As early as 1911 Gerald had joined The Kent Cyclist Battalion as a Territorial and by 1914 was already holding the rank of Captain.  Unfortunately I have no detailed evidence for Charles’ date of volunteering after the outbreak of war.  His is one of the many thousands of records of ordinary soldiers which were destroyed by enemy action during World War Two.  However, it would seem that he followed his brother, as a private, into the Cyclist Battalion.  On 18th May 1915 the Mayor and Borough of Islington formed the 21st (Service) Battalion of the Middlesex Regiment and Charles transferred into it.  For the next year or so the Battalion served on the Home Front, from October based at Aldershot and then from February 1916 at Witley.  In June 1916 the Battalion moved across the Channel, presumably as part of the preparations for the Battle of the Somme: they were part of the 121st Brigade of the 40th Division.

Charles served for two and a half months in France but, so far, I haven’t been able to trace his route.  According to The Bedales Roll he was killed on 16th August,  The Speldhurst Roll of Honour dates his death 13th August and the official CWGC Grave Memorial Register places it on 14th.  It seems to me most likely that he was killed in an action that might have started late on 13th and concluded on 14th August.  He is buried in plot 1 G 20 in the Maroc British Cemetery, Grenay.  CEGC describes it as “a front line cemetery used by fighting units and field ambulances and protected from German observation by a slight rise in the ground”.  There was no reference to Charles B D Powell in the many lists of OBs serving during the war published in The Bedales Record and The Bedales Chronicle until the list in the Record for 1915 – 1916 which states :- “POWELL C. B. D. Pte. Middlesex Regt. killed 16. viii, 1916”.  The entry is in brackets, indicating that he did not spend his whole school career at Bedales.  Uniquely, there is no account of his military career and death in Mr. Badley’s “In Memoriam” tribute for that year.
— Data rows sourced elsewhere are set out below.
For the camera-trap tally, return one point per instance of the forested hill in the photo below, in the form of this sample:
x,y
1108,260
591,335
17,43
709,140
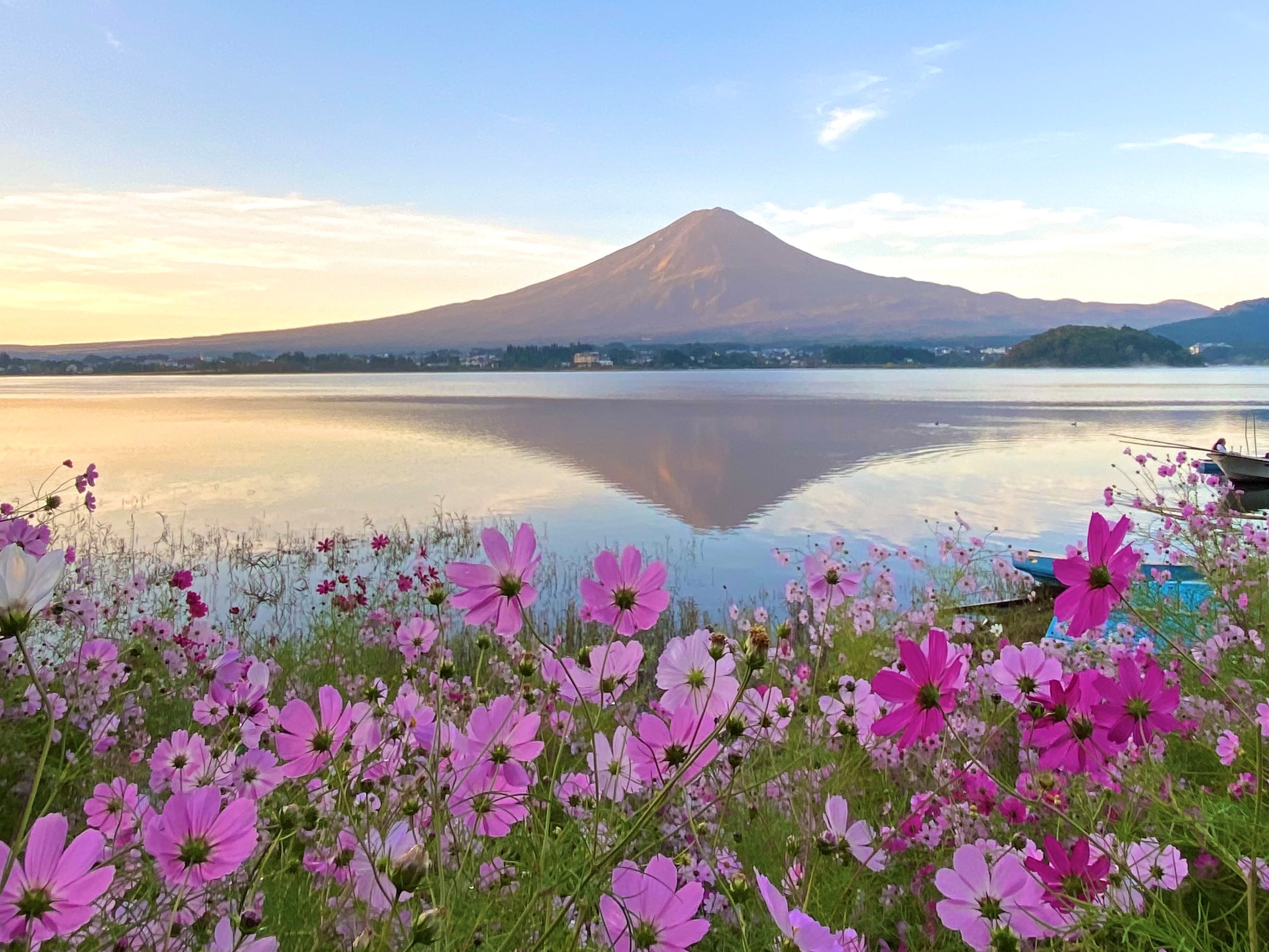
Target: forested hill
x,y
1071,346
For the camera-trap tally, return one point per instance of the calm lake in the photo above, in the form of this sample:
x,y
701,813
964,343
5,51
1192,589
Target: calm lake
x,y
711,469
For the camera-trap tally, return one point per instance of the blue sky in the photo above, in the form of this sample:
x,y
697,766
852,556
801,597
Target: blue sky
x,y
1108,150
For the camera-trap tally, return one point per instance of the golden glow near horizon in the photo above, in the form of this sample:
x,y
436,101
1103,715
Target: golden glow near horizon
x,y
80,266
85,266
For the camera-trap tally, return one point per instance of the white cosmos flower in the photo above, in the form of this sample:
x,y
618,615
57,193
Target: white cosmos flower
x,y
27,583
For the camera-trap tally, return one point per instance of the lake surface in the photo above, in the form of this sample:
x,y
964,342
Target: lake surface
x,y
709,468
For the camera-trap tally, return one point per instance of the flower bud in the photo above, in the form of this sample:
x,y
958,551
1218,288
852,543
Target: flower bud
x,y
425,928
409,873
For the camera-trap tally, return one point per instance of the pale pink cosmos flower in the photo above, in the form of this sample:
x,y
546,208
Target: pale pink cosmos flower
x,y
981,898
767,714
646,910
798,930
178,761
309,743
690,674
612,668
661,751
415,637
196,842
1097,583
374,861
1155,866
116,809
828,580
612,766
1022,672
54,889
498,592
627,596
858,837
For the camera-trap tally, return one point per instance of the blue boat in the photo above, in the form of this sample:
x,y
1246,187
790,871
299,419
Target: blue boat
x,y
1041,568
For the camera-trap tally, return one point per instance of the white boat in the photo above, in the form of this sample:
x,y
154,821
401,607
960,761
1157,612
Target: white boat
x,y
1240,468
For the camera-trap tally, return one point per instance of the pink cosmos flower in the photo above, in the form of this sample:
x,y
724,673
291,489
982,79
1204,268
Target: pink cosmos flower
x,y
627,596
178,761
498,592
1229,747
1155,866
647,912
1068,735
612,766
308,743
502,733
1137,705
489,801
690,674
983,898
257,774
798,930
1097,583
116,809
828,580
1070,876
195,842
415,637
926,691
612,668
54,889
660,749
1022,672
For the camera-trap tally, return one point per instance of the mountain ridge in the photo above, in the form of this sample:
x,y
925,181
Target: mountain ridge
x,y
709,276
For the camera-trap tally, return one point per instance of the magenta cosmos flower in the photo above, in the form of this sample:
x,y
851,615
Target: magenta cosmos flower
x,y
195,842
52,890
627,596
646,912
1097,583
798,930
498,592
1070,877
829,582
306,742
981,898
924,691
1139,705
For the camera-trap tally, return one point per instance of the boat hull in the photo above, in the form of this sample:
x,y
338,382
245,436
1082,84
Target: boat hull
x,y
1240,469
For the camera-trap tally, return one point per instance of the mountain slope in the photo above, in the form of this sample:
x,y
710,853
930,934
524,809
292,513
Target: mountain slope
x,y
1244,323
709,276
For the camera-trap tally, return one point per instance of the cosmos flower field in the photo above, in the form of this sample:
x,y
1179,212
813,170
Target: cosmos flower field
x,y
391,742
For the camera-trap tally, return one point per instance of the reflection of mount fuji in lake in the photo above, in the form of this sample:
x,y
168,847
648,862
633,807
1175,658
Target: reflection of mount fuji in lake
x,y
714,464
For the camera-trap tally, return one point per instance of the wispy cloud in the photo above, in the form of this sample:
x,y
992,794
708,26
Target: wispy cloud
x,y
79,264
1242,144
844,103
937,50
843,122
1033,250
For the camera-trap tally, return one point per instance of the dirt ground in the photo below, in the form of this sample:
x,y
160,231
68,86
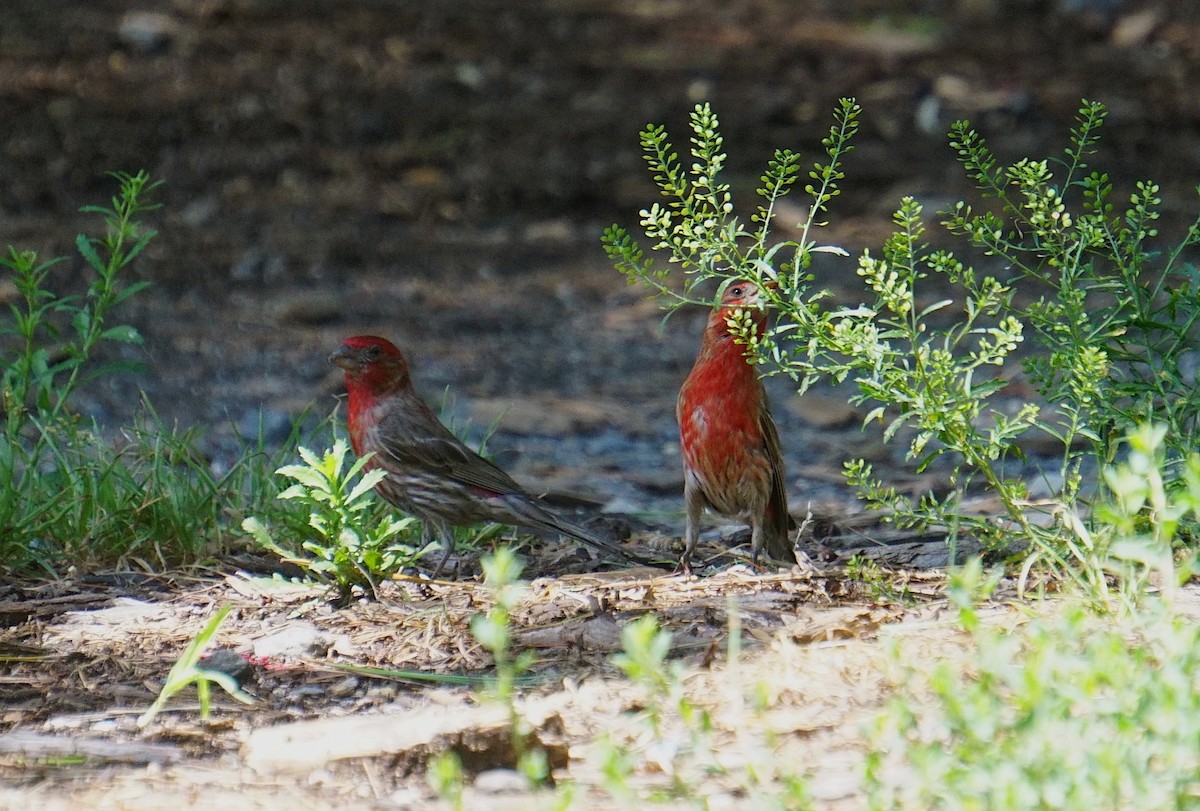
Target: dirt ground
x,y
439,174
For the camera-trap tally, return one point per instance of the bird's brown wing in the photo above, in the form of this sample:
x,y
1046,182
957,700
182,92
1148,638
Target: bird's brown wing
x,y
445,456
779,521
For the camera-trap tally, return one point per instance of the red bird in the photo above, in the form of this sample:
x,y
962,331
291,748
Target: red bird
x,y
731,458
431,474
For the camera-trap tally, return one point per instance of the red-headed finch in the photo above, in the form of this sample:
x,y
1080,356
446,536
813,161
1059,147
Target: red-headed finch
x,y
731,458
431,474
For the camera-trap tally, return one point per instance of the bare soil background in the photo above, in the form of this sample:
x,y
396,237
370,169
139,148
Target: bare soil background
x,y
439,173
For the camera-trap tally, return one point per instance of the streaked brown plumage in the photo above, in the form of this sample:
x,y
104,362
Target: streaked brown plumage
x,y
731,456
431,474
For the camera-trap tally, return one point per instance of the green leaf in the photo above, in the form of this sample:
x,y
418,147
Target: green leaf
x,y
89,253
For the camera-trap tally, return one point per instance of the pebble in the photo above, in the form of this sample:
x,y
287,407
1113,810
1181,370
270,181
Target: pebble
x,y
501,781
145,30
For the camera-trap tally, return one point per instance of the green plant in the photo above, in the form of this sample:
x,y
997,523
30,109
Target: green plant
x,y
880,584
502,572
70,494
347,544
1066,710
1116,319
445,776
51,361
1114,326
697,226
681,734
187,671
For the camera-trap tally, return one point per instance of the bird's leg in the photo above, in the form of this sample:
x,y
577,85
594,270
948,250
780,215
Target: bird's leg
x,y
447,539
694,500
755,540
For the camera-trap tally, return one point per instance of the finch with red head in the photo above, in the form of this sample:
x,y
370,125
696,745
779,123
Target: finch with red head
x,y
731,457
431,474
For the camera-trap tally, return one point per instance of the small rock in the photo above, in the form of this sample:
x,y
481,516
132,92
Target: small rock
x,y
228,661
501,781
1133,30
345,688
147,30
291,641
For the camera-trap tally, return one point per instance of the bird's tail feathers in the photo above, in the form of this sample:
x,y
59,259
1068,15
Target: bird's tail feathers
x,y
539,516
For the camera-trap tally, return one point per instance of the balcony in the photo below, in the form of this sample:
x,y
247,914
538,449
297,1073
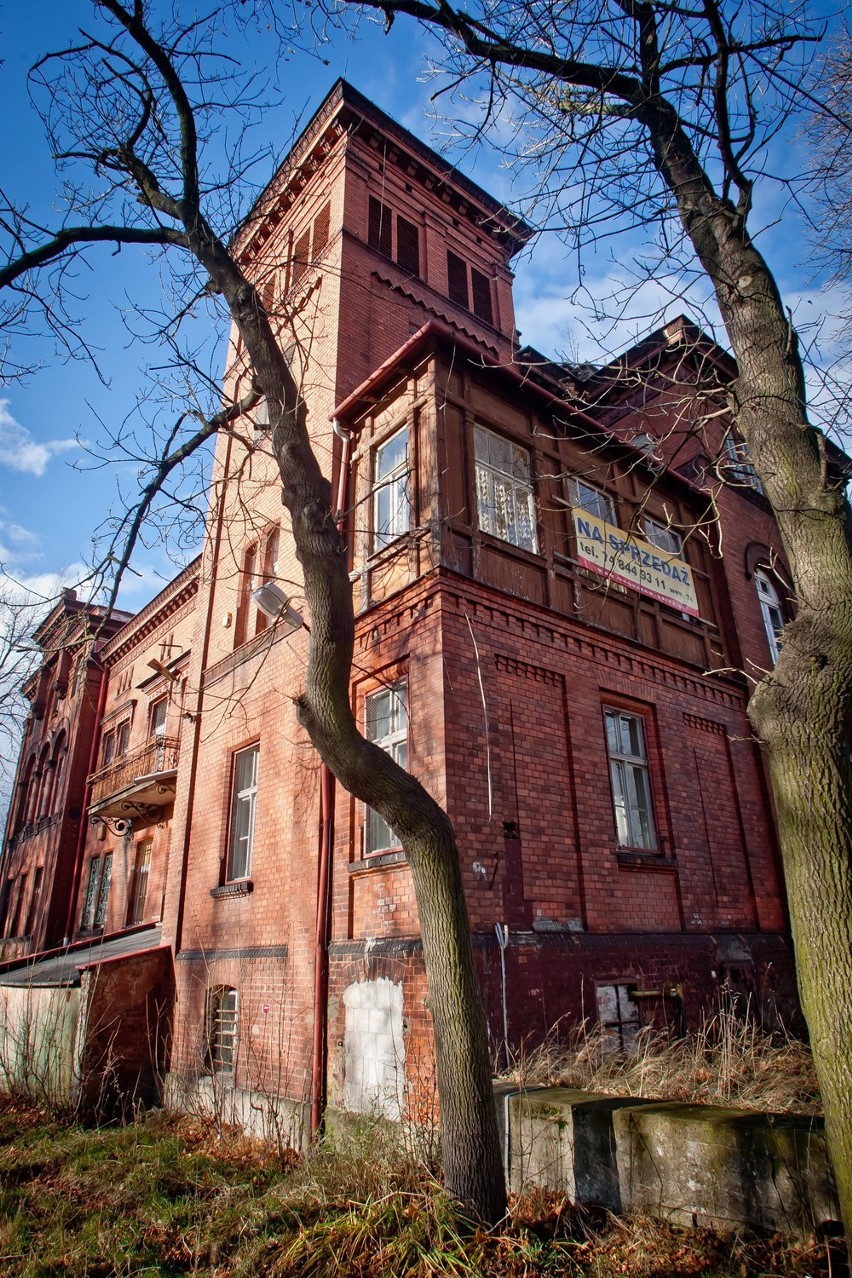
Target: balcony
x,y
138,784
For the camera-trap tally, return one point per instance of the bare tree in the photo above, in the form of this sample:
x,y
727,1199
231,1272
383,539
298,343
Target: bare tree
x,y
138,107
832,133
659,114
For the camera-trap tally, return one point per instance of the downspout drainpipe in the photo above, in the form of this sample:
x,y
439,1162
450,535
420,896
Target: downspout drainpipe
x,y
87,798
321,951
319,1051
199,699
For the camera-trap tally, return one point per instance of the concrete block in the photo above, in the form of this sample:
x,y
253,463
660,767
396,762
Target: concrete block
x,y
705,1164
563,1139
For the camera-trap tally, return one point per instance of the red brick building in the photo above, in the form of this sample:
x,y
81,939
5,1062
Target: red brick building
x,y
562,580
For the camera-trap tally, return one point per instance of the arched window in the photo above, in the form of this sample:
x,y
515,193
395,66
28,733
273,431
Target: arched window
x,y
45,784
59,764
770,610
24,794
Charles acquired his second name, Baden, possibly as a tribute to his father’s twin brother who died in infancy, but more probably a remembrance of his grandfather’s elder brother The Rev. Professor Baden Powell (father of Lord Baden-Powell of Scouting fame) or his great grandfather.

Charles Watson and Elizabeth Powell suffered the loss of their younger son Gerald in 1917.  As a Territorial he had immediately become on active service in August 1914: he remained with the Kent Cyclists until early in 1917 he was transferred to the 8th Battalion of The Queen‘s Own Royal West Kent Regiment. In May 1917 he was promoted to the rank of Major.  The battalion was heavily involved in all the major conflicts of 1917.  Gerald was killed on 28th July and buried in plot II F 22 in the Dickebusch New Military Cemetery Extension.